While countries that have slowed down in the delta coronavirus outbreak have seen an improvement in activity, some have slowed growth as chip shortages and supply disruptions hit those still living with COVID-19. Struggling to remove the hit from.
Eurozone and British manufacturing growth remained strong, but activity faced logistical issues, product shortages and a labor crisis that is likely to sustain and keep inflationary pressures high.
Martin Beck, senior economic adviser at EY ITEM Club, said: “While some of the barriers should start to ease soon, many sectors – especially those in need of semiconductors – could face more disruption by 2022. “
“This signal activity is likely to remain constrained for some time to come.”
IHS Markit’s final Manufacturing Purchasing Managers’ Index (PMI) fell from 61.4 in August to 58.6 in September, and Britain’s PMI fell for the fourth straight month to 57.1 from 60.3. Anything above 50 indicates growth.
In Germany, Europe’s biggest economy was humming almost non-stop during the pandemic lockdown that has hit the services sector, but shortages of intermediate goods and some raw materials are now holding the industry back.
Growth in French manufacturing weakened slightly more than initially forecast, its PMI showed, as problems with the supply of goods weighed on the industry.
Those supply constraints kept pressure on the cost of raw materials factories and manufacturers passed some of those increases to customers and the euro zone output price index hit a record high in the summer.
Inflation in the general currency area rose to a 13-year high of 3.4 percent last month, preliminary official data showed on Friday, well above the European Central Bank’s target of 2.0 percent.

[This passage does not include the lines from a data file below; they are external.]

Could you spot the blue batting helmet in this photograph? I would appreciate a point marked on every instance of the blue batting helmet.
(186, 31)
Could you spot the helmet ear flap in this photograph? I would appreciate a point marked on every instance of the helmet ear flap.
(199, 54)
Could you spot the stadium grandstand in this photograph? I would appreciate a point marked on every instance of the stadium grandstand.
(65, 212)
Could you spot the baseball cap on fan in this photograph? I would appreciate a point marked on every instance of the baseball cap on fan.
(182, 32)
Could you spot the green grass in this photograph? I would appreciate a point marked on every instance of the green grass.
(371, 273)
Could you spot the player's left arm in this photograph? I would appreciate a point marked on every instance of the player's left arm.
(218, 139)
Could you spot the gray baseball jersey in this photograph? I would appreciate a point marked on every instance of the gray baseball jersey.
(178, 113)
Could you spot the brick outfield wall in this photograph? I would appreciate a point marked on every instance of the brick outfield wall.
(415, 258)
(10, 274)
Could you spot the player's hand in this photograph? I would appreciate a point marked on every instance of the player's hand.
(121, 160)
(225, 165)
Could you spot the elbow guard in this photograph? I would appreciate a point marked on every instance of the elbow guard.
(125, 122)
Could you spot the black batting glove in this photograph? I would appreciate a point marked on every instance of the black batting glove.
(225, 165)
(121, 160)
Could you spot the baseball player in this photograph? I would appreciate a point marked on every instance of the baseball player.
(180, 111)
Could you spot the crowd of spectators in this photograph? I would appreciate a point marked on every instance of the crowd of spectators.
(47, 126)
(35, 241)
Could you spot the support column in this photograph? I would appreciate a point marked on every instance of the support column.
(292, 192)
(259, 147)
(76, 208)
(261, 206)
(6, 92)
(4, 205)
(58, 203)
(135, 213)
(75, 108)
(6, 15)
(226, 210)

Manufacturing growth in the United States also weakened last month, data expected later on Friday show.
China’s dwindling economic momentum dealt a fresh blow to the region’s growth prospects, with the official PMI on Thursday showing the country’s factory activity unexpectedly shrank in September due to widespread restrictions on electricity use.
While the private Caixin/Market Manufacturing PMI outperformed expectations after a fall in August, rising signs of weakness in the world’s second-largest economy are clouding the outlook for neighboring countries.
Makoto Saito, an economist at the NLI Research Institute, said, “While the coronavirus restrictions on economic activity may be gradually lifted, the slow rate at which it will happen means that Southeast Asian economies remain stable for the rest of this year.” Will stay.”
Manufacturers in Japan, the world’s third-largest economy, faced pressure from pandemic restrictions and heightened supply chain disruptions, as well as raw material shortages and delivery delays, and its PMI hit its slowest pace of expansion since February. marked.
Taiwan’s factory activity continued to expand but Vietnam’s index remained unchanged at its slowest pace in more than a year.
The PMIs of South Korea, India and Indonesia rose.
Alex Holmes said, “While the regional PMI shows that disruption from large virus waves in the region is easing to some extent, unfinished orders continue to pile up, meaning further disruptions in the supply chain will remain for some time to come.” Will stay.” Emerging Asia Economist at Capital Economics.